Abstract: Consider a network vulnerable to viral infection. The system security software can guarantee
safety only to a limited part of the network. Such limitations result from economy costs or processing
costs. The problem raised is to which part of the network the security software should
be installed, so that to secure as much as possible the network. We model this practical network
scenario as a non-cooperative multi-player game on a graph, with two kinds of players, a set
of attackers and a protector player, representing the viruses and the system security software,
respectively. Each attacker player chooses a node of the graph (or a set of them, via a probability
distribution) to infect. The protector player chooses independently, in a basic case of the
problem, a simple path or an edge of the graph (or a set of them, via a probability distribution)
and cleans this part of the network from attackers. Each attacker wishes to maximize the probability
of escaping its cleaning by the protector. In contrast, the protector aims at maximizing
the expected number of cleaned attackers. We call the two games obtained from the two basic
cases considered, as the Path and the Edge model, respectively. For these two games, we are
interested in the associated Nash equilibria, where no network entity can unilaterally improve
its local objective. We obtain the following results:
• The problem of existence of a pure Nash equilibrium is NP-complete for the Path model.

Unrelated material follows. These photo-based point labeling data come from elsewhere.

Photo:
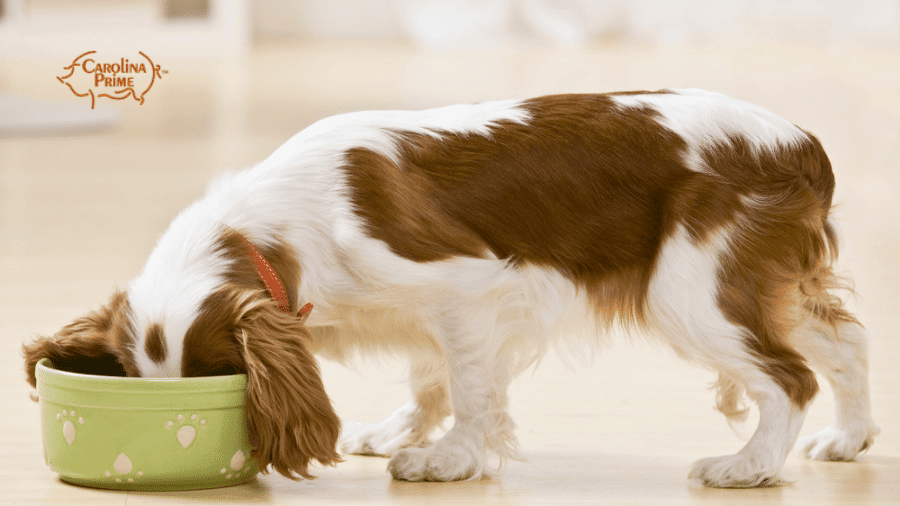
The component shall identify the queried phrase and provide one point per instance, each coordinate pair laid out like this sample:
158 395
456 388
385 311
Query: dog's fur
470 238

This opposed to that, no instance of the Edge model possesses a pure Nash equilibrium,
proved in [7].
• In [7] a characterization of mixed Nash equilibria for the Edge model is provided. However,
that characterization only implies an exponential time algorithm for the general case.
Here, combining it with clever exploration of properties of various practical families of
graphs, we compute, in polynomial time, mixed Nash equilibria on corresponding graph
instances. These graph families include, regular graphs, graphs that can be decomposed, in
polynomially time, into vertex disjoint r-regular subgraphs, graphs with perfect matchings
and trees.
• We utilize the notion of social cost [6] for measuring system performance on such scenario;
here is defined to be the utility of the protector. We prove that the corresponding Price of
Anarchy in any mixed Nash equilibria of the game is upper and lower bounded by a linear
function of the number of vertices of the graph.